Bridge dedicated to WWII Veteran Wendell Casto

Suzette Lowe
Bill and Joe Casto with their father's WWII uniform, awards, and flag that draped his coffin.

To anyone who knew him, Wendell Casto was a good neighbor, a man of honor whose handshake was his word, a hardworking farmer, a father of two fine sons. Few were aware of his valor during World War II.

According to his son, Bill Casto, if anyone did know, it wasn’t because his father volunteered the information.

“Dad just didn’t talk about the war,” he said. “I’ve always been interested in history, so I would pump him for details. I might get a little bit, but never very much.”

That quiet service got some well-deserved recognition at a bridge dedication on Aug. 7.

Family and friends from Tug Fork and beyond came together for the ceremony designating the Tug Fork Box Beam Bridge as the “U.S. Army Staff Sergeant Wendell Otho Casto Memorial Bridge.”

Delegate Steve Westfall who sponsored the resolution necessary to rename a bridge, led the ceremony. Other sponsors of House Concurrent Resolution 14 were Delegates Rick Atkinson, Josh Higginbotham, Tom Azinger, and Scott Cadle.

Wendell Casto enlisted in the United States Army 1st Armored Division on June 8, 1944, and served in the Italian Campaign. It was always believed, even though as a full-time farmer he had a deferment, he joined when his dad and favorite brother died within six days of each other. He was honorably discharged on April 20, 1946.

As a private, he took part in two incidents in 1945 that earned him the Bronze Star and the first oak leaf cluster to the Bronze Star.

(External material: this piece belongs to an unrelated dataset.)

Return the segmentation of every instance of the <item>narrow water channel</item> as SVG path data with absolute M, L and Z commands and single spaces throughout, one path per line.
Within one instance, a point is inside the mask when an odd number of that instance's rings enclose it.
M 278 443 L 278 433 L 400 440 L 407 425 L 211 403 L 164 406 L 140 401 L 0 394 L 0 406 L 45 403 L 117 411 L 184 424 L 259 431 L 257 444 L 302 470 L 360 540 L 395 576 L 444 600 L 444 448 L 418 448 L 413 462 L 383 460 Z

He, along with members of his machine gun crew, volunteered to extract a wounded comrade from an unswept minefield. They then carried him on a litter back over the Italian mountains, doing so a few feet at a time. After a grueling 15 hour and 45-minute trek, they reached the battalion aid station.

A month later, he and his battalion faced the Germans in the Po River Valley. These men helped account for 1,000 prisoners and other casualties. They battled into Parma, Italy, where they set up a roadblock at the main escape route for the Germans into the mountains. The battle went behind enemy lines where Wendell’s whereabouts were unknown for 29 days. One more day and his mother would have received notice that he was missing in action.

Both Bill and Joe Casto shared a few thoughts about their father during the ceremony.

“Dad never wanted to talk about human loss,” Bill said. “Being a farmer, he did talk about the animals. He mentioned the beautiful Belgian horses that were casualties of war because they were killed pulling German tanks that had run out of gas. He also spoke about the pack donkeys who would be taking ammunition and supplies up the mountain and would occasionally fall over the hillside. That always bothered him.”

Being a farmer is all his dad wanted to do, Joe Casto said.

“When he came back from the war, even though he had a chance to stay in the army, he just wanted to farm on Tug Fork,” he said. “He was also proud of being one of the original signers and members of the Board of Directors for the Jackson County Junior Fair.”

If might be expected that a farm boy who hunted would be a natural to be a gunner. Bill Casto said his dad described it as “dumb luck.”

“Dad said the farm boys didn’t take the shooting test seriously,” Bill said. “He told about the boy from Brooklyn who watched the experts and then scored the highest. Dad must have paid good attention.”

The Bronze Stars were always kept in a box in a drawer while the uniform simply hung in the closet.

“Dad never made a big deal about them,” Bill said. “They’re preserved now for our kids.”

As for why someone who was essential in providing food for the war effort, and thus could have stayed safely at home, would choose to enlist, both Casto brothers can only speculate.

Joe said his father “knew his duty.” Bill agreed saying, “He saw his country was in trouble and we can only guess that he felt he needed to help.”

Wendell Casto reached the rank of staff sergeant in the two years he served. He and his wife Marie raised two sons who stayed connected to farming. Bill is with the USDA Veterinary Services and Joe retired from Farm Credit of the Virginias. They both own land that has been in the Casto family for generations, with two designated Century Farms (see related story). Wendell retired from the West Virginia Department of Agriculture as a livestock expert.

Joe Casto told the crowd attending the dedication that his father would have appreciated the honor of having a bridge named for him.

“He would have said this is real nice,” Joe said. “Then he’d say ‘but I need to get back to work.’ He also would have said there are a lot of other veterans on Tug Fork.”

As the ceremony wound down, a 21-gun salute was given by the Jackson County Honor Guard, followed by the playing of “Taps.”

For Bill, the placement of the bridge sign has particular meaning.

“The way it’s angled, it looks towards the home and land he and mom lived on,” he said. “I live there now and it’s special to know that it faces the place he loved.”

Bill Casto shared memories of his father, Wendell Casto.